At the beginning of Ronald Reagan’s second term, there was a general consensus that America had finally found equilibrium in the post-war world and things were getting on course. But Reagan was old and beginning to slip. His important work in the world was done and he was brought in again with 49 states approving, to stay the course.
At that point Time magazine ran a story about a dinner President Reagan held with a variety of historians and presidential biographers of both parties to consider his own biographer. The renowned Roosevelt biographer, Frank Friedel, was at the dinner, and Time reported that he and Nancy struck up an odd-couple friendship.
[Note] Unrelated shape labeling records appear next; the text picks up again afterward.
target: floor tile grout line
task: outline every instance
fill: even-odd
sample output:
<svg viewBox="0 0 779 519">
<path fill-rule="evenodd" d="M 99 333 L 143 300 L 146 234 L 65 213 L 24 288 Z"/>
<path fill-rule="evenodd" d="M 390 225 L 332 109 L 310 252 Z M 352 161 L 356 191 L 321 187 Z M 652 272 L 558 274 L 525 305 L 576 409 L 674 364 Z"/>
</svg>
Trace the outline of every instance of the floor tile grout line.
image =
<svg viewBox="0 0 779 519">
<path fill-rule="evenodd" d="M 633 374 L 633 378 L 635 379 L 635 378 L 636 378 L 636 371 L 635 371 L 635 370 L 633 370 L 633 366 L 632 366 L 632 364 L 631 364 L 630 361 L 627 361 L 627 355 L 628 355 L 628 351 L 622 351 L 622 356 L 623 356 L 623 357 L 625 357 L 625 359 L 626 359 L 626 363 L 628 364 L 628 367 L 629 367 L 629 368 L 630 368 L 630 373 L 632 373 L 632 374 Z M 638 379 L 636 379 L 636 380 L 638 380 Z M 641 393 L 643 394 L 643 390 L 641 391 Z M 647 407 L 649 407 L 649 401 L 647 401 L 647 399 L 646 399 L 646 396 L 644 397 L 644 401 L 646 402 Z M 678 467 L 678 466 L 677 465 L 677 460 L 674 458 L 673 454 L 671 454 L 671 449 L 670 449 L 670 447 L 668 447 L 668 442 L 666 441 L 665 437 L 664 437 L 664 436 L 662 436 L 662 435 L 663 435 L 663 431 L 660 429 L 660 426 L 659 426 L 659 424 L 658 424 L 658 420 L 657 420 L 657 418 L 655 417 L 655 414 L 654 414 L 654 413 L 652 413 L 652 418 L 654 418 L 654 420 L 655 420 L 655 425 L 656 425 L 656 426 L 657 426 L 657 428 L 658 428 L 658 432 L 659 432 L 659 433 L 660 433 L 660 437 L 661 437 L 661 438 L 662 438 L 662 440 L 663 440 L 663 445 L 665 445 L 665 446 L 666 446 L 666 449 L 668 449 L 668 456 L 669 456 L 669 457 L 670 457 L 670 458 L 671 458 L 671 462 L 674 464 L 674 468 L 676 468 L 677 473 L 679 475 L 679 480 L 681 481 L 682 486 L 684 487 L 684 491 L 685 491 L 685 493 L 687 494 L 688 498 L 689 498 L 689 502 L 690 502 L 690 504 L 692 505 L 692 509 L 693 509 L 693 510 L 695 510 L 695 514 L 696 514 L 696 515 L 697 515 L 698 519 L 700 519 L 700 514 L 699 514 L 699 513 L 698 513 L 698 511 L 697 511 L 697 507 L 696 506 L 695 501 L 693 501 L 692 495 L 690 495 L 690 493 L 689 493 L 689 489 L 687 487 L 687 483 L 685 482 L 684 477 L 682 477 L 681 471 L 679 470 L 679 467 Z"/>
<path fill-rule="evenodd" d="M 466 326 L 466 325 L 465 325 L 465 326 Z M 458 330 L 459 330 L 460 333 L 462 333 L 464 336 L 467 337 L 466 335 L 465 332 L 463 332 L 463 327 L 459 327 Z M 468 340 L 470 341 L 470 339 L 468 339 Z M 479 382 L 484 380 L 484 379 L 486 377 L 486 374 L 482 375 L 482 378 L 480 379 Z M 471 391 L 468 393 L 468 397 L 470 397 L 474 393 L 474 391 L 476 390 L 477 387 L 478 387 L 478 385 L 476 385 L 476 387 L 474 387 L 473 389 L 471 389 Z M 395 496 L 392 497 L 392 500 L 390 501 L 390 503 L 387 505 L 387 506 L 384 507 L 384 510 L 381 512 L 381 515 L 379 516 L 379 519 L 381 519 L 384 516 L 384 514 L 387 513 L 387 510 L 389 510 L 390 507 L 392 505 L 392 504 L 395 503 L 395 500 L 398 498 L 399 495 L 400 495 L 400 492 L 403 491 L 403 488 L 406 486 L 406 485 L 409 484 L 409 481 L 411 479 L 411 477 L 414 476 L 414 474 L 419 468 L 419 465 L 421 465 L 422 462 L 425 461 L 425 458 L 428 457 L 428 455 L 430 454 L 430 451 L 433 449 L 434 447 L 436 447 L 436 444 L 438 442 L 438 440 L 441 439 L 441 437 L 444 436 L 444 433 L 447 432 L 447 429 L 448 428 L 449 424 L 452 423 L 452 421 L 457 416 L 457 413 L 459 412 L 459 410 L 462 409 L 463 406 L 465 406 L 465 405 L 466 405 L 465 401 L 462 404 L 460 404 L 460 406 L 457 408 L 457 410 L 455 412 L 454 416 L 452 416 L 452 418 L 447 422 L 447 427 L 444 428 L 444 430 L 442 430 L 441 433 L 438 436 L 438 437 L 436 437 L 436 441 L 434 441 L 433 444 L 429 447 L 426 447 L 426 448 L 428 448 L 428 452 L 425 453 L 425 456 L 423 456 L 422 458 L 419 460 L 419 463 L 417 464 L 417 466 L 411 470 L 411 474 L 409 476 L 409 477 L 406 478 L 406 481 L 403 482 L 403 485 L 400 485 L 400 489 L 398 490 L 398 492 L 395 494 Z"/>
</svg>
It was suggested that Friedel might have taken the opportunity then to encourage Nancy to speak up and come forward in her husband’s second term and to become an agent for the public good, as Eleanor Roosevelt had been in her husband’s administration.
Nancy, who had stood by and behind her man in the first term, did suddenly become prominent and outspoken in the second, and was even seen to be mouthing answers to questions to Ronnie at press conferences. The venue did change dramatically, with better relations with the Soviets at the top of the agenda.
The historic Reykjavik meeting between Ronald Reagan and Soviet chief Mikhail Gorbachev followed. Soon after, the USSR descended in a bloodless change of policy and Russia re-emerged from beneath the mask. But Gorbachev reported later to a university audience that President Reagan was almost incomprehensible at the meeting. He kept talking about the old Hollywood days. Quite likely this initiative was not designed by the president.
But it could very well have come from Nancy.
“You can change the world if you don’t care who gets the credit,” Ronald Reagan once said.
Perhaps it was his wife, Nancy, he had in mind. The gentle, chipper woman in a bright red business suit walking with a cane at the White House on Tuesday on the arm of the president, properly described by the press as indomitable.